Thursday, November 05, 2009

Vengeance
Johnnie To

The story: After his daughter’s family is wiped out in a gangland-style killing in Macau, French assassin-turned-chef Costello (Johnny Hallyday, right) shows up and vows to seek vengeance. He relies on hitman Kwai (Anthony Wong) and his partners to track down those responsible.

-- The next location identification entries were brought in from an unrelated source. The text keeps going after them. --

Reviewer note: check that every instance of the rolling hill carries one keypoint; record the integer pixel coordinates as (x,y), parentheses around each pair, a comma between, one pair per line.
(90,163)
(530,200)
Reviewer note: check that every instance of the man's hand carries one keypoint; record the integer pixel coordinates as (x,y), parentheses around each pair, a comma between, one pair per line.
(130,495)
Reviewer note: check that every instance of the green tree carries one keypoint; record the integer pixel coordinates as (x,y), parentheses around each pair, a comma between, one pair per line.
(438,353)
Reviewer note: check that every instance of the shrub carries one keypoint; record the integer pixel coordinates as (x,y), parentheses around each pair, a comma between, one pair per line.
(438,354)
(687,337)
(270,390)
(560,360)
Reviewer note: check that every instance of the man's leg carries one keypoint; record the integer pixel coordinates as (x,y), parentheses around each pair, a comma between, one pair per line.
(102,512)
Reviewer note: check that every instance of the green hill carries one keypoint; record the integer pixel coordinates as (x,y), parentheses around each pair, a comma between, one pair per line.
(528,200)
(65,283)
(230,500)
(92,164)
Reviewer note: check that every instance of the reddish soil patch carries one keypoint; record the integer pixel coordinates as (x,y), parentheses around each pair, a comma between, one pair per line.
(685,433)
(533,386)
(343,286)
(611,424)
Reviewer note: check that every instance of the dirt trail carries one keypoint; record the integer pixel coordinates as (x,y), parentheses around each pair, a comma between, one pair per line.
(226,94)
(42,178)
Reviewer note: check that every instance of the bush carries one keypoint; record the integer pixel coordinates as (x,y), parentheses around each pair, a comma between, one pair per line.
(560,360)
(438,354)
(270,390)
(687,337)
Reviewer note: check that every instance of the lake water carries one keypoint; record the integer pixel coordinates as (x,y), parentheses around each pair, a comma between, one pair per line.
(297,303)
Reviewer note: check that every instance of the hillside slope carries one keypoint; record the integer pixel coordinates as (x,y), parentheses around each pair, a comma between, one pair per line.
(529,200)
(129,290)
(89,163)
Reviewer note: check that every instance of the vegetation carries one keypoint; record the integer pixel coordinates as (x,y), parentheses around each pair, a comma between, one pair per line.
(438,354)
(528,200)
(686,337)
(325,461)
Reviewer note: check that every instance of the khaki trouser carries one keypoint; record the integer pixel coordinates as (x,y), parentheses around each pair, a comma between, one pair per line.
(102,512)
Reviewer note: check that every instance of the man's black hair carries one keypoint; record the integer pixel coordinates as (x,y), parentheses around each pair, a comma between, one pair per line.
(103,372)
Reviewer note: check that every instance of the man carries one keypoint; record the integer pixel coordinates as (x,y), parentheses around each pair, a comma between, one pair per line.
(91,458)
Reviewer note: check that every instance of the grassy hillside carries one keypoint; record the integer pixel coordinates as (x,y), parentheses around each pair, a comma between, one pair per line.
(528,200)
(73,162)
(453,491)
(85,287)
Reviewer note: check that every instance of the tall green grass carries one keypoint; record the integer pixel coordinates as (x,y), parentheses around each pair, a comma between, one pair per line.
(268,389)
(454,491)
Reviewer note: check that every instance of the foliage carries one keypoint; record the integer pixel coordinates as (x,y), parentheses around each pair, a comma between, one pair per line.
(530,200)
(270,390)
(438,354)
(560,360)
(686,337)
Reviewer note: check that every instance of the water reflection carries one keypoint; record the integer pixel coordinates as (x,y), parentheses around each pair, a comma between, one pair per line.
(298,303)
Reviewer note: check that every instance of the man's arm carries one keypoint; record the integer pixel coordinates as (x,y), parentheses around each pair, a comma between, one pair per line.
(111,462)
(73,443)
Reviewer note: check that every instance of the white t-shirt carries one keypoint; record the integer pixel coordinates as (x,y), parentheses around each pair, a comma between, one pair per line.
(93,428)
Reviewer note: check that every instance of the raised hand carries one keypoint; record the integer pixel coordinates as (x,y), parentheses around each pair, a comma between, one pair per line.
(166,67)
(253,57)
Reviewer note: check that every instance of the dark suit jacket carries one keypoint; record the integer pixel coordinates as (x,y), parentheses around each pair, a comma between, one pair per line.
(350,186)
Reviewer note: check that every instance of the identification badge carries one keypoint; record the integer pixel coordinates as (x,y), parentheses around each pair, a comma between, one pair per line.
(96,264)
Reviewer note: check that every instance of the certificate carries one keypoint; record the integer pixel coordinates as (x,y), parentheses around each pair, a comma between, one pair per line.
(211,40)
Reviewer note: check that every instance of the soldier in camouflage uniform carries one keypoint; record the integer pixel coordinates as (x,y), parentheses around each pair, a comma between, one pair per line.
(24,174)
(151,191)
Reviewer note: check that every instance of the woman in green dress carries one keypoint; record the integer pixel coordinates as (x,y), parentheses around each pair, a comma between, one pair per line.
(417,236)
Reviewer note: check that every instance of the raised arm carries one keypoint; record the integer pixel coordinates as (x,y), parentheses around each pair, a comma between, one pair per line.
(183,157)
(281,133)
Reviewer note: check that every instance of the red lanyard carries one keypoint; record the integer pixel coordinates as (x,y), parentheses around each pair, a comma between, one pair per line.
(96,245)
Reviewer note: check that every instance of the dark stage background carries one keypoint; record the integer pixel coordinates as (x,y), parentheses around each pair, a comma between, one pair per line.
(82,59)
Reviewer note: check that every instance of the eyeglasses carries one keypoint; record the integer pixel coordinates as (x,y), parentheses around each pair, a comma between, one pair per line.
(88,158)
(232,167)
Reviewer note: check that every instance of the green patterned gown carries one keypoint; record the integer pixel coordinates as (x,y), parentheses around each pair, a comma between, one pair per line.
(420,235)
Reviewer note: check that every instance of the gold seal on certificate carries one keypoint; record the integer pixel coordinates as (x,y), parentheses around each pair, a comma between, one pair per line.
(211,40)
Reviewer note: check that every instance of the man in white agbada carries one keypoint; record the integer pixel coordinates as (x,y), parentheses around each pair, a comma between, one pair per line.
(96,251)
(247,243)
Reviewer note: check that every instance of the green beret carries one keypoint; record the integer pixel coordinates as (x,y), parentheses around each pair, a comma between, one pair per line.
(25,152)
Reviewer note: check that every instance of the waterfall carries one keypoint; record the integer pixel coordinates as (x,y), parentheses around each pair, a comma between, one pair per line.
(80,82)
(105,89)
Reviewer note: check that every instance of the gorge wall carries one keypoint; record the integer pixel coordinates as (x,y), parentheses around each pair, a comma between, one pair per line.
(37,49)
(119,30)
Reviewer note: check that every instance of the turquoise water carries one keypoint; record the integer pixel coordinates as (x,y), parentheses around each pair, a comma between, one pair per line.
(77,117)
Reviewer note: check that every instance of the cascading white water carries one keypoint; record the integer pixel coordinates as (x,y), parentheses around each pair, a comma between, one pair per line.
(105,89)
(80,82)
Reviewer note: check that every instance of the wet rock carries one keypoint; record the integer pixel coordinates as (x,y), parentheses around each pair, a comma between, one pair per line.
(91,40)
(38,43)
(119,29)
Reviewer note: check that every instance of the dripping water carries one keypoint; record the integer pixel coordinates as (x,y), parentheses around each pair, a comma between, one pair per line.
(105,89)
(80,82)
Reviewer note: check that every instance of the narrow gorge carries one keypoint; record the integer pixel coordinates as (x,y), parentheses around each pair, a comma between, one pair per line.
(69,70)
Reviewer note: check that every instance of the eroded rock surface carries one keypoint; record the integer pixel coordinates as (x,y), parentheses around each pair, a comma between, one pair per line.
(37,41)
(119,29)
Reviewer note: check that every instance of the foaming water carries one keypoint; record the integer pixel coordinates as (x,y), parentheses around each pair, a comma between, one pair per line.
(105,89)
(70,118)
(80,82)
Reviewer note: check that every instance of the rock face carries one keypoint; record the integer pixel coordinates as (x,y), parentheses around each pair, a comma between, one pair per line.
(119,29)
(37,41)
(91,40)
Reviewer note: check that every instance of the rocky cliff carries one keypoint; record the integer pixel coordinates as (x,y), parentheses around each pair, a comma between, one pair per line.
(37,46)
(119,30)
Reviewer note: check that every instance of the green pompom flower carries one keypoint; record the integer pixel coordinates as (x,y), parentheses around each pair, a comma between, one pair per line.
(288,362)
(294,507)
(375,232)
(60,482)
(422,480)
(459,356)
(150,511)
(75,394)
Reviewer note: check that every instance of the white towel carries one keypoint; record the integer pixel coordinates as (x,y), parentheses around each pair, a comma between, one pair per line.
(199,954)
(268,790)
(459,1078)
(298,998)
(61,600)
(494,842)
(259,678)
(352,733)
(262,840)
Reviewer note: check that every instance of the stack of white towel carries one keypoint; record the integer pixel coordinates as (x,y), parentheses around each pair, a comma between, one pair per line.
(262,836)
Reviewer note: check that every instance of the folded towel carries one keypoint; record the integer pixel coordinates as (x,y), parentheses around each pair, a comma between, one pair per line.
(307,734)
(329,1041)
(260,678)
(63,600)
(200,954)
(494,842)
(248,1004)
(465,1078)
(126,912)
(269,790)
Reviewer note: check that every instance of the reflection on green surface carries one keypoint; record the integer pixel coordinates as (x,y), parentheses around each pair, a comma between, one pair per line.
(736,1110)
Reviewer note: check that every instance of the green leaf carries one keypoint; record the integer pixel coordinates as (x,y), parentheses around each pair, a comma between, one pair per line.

Hong Kong director Johnnie To is a prolific but erratic film-maker. In the last few years, he has been winning awards for his testosterone-fuelled, cops-and-crime adrenaline pumpers such as PTU – Police Tactical Unit (2003) and Election (2005).
He has ventured more recently, with mixed results, into the genres of supernatural romance with the uneven Linger (2008) and light-hearted caper with the buoyant Sparrow (2008).
With Vengeance, he is back on familiar ground. In the first scene, guns come out blazing as a scene of everyday domesticity is shattered by violence.
There are several other slickly staged set pieces, including a beautifully shot showdown in a wooded area at night, with volleys of gunfire and bursts of gunflare piercing the quiet darkness.
Costello is played by French icon Johnny Hallyday, complete with craggy face and tired eyes which have seen too much. Despite the fact that he is reliant on Kwai for help, there is not much of a connection between the two actors, although Wong is reliable as a stoic and honourable hitman.
Simon Yam steals the show with a nicely extravagant turn as the flamboyant crook George Fung.
If only the story, by To’s regular collaborator Wai Ka Fai, had been stronger.
Some of Costello’s early behaviour, including scribbling notes on Polaroid photos of people, seems eccentric until we learn that he is losing his memory due to a bullet lodged in his brain from his hitman days.
The memory loss proves to be conveniently selective. At times, this film almost feels like a rip-off of that superior thriller Memento (2000).
At one point, a hitman asks: “What does revenge mean when you’ve forgotten everything?”
But it is a red herring here, a throwaway question that is never really explored.
At the end, Costello goes after the mastermind, despite memory loss having set in. Still, there is something touching about an old man with the odds stacked against him facing down an army of bodyguards as he tries to take out his target.
The question of whether vengeance was finally wrought is one thing, but as to whether cinematic justice was served – not quite.